A Arte desvenda um enigma, ou por outra, ela consiste em um
autoenigma – esse é o trilho de várias formas de pensamento artístico, e
pegamos logo um dos pesados-pesos: a corrente hegeliana. Muitos, e também Hegel,
procuraram resolver a questão de como um pedaço de madeira, desde que
trabalhado em uma estátua, ou um som, resultante do constrangimento do ar pelo
bambu de uma flauta, podem ser diferentes de zilhares de pedaços de pau ou sons
outros.
A solução hegeliana: a Arte, Midas de sempre, com um toque transforma
os objetos. Por outra: a Arte se opõe ao chamado real porque este real é apenas
chamado real, ele não é a verdade verdadeira. A realidade é o Espírito (Geist) e este não se manifesta ou se
manifesta imperfeitamente no que chamamos de vida. A Arte é uma das três formas
de o Espírito acontecer – as outras são a filosofia e a religião. Claro – ao contrário
desses dois outros campos, a arte se manifesta em objetos – quadros, sons,
papel. Está sujeita às limitações de todo ser individual. E as supera,
transcendendo tudo, por que é arte. É a diferença entre o azul puro numa tela
de Vlaminck e o mesmo azul na parede do meu prédio. O primeiro quer exprimir o
Espírito. O segundo só quer exprimir Azul.

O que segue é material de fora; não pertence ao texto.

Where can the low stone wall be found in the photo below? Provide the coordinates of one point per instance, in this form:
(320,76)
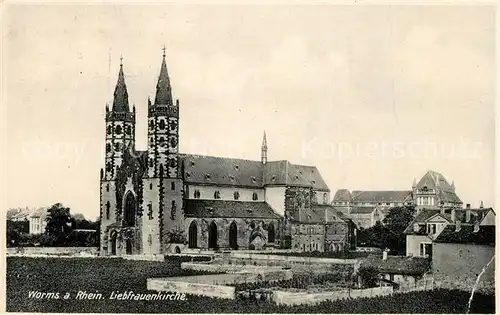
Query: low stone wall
(297,298)
(292,259)
(52,251)
(213,267)
(229,279)
(217,291)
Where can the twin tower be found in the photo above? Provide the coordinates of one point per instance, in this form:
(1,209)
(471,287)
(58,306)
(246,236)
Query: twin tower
(141,191)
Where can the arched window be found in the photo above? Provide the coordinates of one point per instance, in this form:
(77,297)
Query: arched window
(108,207)
(162,124)
(270,233)
(150,211)
(130,208)
(173,210)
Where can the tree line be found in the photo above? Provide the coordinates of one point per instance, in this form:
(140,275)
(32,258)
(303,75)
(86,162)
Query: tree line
(61,229)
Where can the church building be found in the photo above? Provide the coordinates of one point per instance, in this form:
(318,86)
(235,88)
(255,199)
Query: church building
(161,200)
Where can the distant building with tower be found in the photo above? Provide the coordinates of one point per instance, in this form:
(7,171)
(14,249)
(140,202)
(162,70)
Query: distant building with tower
(162,200)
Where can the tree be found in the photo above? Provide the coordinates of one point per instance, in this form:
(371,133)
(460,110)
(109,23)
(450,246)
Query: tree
(58,222)
(395,223)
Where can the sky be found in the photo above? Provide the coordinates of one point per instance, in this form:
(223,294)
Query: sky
(374,96)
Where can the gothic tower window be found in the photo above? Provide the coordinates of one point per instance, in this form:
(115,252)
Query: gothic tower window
(173,210)
(162,124)
(217,194)
(150,211)
(173,125)
(108,207)
(173,142)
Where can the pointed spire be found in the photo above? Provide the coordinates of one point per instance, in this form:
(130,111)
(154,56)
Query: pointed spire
(120,101)
(264,141)
(163,88)
(263,155)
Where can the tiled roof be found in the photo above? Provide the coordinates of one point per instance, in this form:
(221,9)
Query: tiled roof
(39,213)
(400,265)
(228,209)
(342,195)
(211,170)
(214,170)
(421,217)
(362,210)
(380,195)
(433,179)
(475,215)
(466,235)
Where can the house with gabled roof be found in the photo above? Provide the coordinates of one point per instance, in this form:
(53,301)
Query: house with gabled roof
(428,225)
(366,207)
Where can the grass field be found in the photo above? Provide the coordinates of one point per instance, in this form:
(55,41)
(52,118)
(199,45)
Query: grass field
(107,275)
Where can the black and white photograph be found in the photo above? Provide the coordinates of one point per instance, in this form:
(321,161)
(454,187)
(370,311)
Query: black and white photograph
(249,157)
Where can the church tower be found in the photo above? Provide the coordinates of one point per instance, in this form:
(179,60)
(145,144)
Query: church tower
(162,181)
(263,154)
(120,134)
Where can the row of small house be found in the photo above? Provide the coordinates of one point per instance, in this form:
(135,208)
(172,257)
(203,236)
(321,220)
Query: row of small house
(453,247)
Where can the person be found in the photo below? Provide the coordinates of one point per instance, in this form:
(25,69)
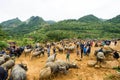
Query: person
(115,43)
(3,74)
(101,49)
(77,52)
(116,54)
(68,56)
(100,58)
(85,50)
(54,50)
(81,48)
(88,50)
(48,51)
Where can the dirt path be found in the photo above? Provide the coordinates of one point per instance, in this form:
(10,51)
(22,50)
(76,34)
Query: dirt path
(84,73)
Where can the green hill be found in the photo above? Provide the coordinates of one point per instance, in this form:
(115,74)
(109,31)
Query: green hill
(11,23)
(115,19)
(85,27)
(89,18)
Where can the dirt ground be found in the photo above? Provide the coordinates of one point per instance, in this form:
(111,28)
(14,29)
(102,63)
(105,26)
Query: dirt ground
(84,73)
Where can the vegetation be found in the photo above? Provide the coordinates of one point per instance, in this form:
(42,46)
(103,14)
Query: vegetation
(37,29)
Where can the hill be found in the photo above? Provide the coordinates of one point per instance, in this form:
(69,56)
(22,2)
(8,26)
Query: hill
(115,19)
(11,23)
(85,27)
(89,18)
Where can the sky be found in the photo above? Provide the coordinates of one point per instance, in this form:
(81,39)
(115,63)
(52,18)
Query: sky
(58,9)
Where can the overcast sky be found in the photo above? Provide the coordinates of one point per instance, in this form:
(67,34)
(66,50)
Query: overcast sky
(58,9)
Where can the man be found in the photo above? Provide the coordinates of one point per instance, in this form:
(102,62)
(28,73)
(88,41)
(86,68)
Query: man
(100,58)
(3,74)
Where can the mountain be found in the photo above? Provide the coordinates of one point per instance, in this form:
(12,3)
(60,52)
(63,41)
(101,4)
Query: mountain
(50,22)
(11,23)
(32,24)
(17,27)
(115,19)
(85,27)
(89,18)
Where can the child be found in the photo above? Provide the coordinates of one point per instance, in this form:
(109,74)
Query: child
(68,56)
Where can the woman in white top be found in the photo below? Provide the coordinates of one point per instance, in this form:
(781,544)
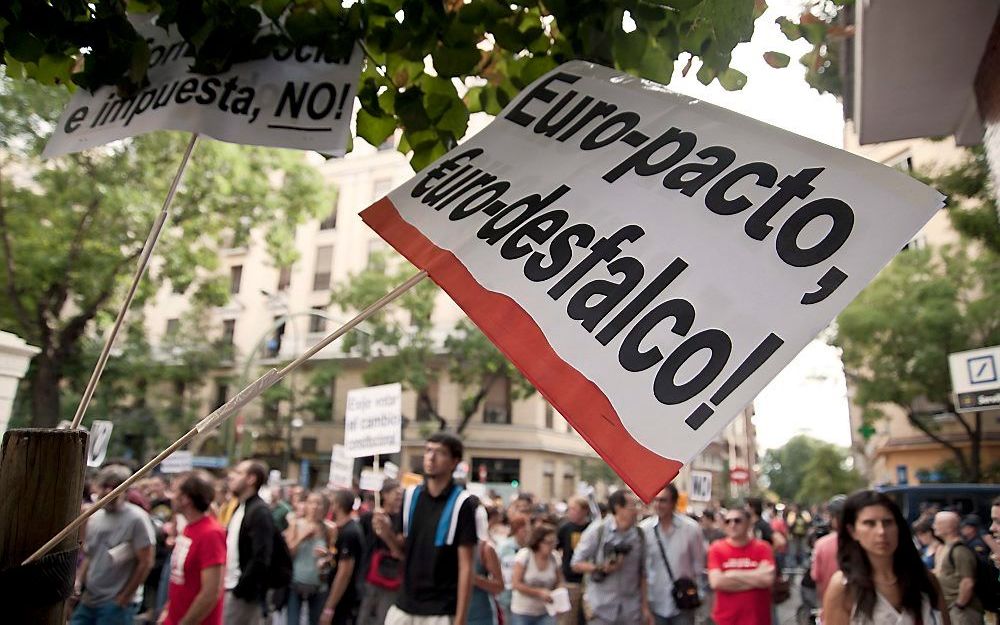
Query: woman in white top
(881,578)
(536,574)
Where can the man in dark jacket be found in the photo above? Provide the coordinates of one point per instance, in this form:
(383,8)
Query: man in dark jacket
(249,542)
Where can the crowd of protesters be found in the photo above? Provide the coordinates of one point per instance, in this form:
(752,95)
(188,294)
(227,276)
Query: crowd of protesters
(199,549)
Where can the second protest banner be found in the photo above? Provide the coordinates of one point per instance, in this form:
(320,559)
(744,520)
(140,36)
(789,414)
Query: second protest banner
(648,261)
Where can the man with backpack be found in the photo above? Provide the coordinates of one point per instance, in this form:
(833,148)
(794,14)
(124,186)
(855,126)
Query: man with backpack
(956,566)
(250,542)
(436,532)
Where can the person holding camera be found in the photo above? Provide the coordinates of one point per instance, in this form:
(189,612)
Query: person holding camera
(675,557)
(612,552)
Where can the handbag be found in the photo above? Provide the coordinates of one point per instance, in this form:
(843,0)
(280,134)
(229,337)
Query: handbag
(384,571)
(685,591)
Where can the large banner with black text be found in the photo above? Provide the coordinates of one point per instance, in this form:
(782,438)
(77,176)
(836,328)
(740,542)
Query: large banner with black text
(294,99)
(648,261)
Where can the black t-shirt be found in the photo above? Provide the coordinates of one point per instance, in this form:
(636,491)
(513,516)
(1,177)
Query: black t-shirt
(350,546)
(430,578)
(568,536)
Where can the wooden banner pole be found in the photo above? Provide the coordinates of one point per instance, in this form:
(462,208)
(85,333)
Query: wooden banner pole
(242,398)
(147,251)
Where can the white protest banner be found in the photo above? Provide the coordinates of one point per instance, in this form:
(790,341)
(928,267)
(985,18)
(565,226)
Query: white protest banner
(341,468)
(648,261)
(295,99)
(701,486)
(391,470)
(178,462)
(371,480)
(373,420)
(97,445)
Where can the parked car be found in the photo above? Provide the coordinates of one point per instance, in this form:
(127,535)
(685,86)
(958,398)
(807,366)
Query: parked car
(963,498)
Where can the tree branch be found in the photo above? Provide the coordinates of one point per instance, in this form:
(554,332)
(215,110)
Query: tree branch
(963,463)
(12,291)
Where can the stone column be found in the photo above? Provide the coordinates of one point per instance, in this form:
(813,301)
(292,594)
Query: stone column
(15,355)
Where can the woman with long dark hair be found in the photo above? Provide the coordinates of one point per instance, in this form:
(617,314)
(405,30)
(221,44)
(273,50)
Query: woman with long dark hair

Tomemos uma manifestação qualquer de Cultura Digital. A
performance Audiovisual por exemplo. No meio desta nota cito um exemplo. Luzes,
ritmos, som concatenados. As luzes seguindo um padrão identificável, uma
simetria em relação aos eixos vertical e horizontal, convergindo ou fazendo
movimentos divergentes a eles.
A Mona Lisa tem um Enigma. E Capitu e o chato do príncipe Hamlet,
com suas indiretas e seu arquicélebre vou-não-vou. Os sons e ritmos, o que por
trás há deles? Que Espírito manifestam? São mais reais que o real, como uma
heroína de Dostoievski parece mais real que as nossa vizinha? Se os ritmos da
performance querem apenas expressar a performance, ele se negam como arte, ao
menos no sentido hegeliano. Na arte há sempre um atrás-de.
A negação disso ocasiona a perda de sentido da própria Arte.
A Cultura Digital, para ser Arte Digital, precisa de algo a ser desvendado pelo
espectador.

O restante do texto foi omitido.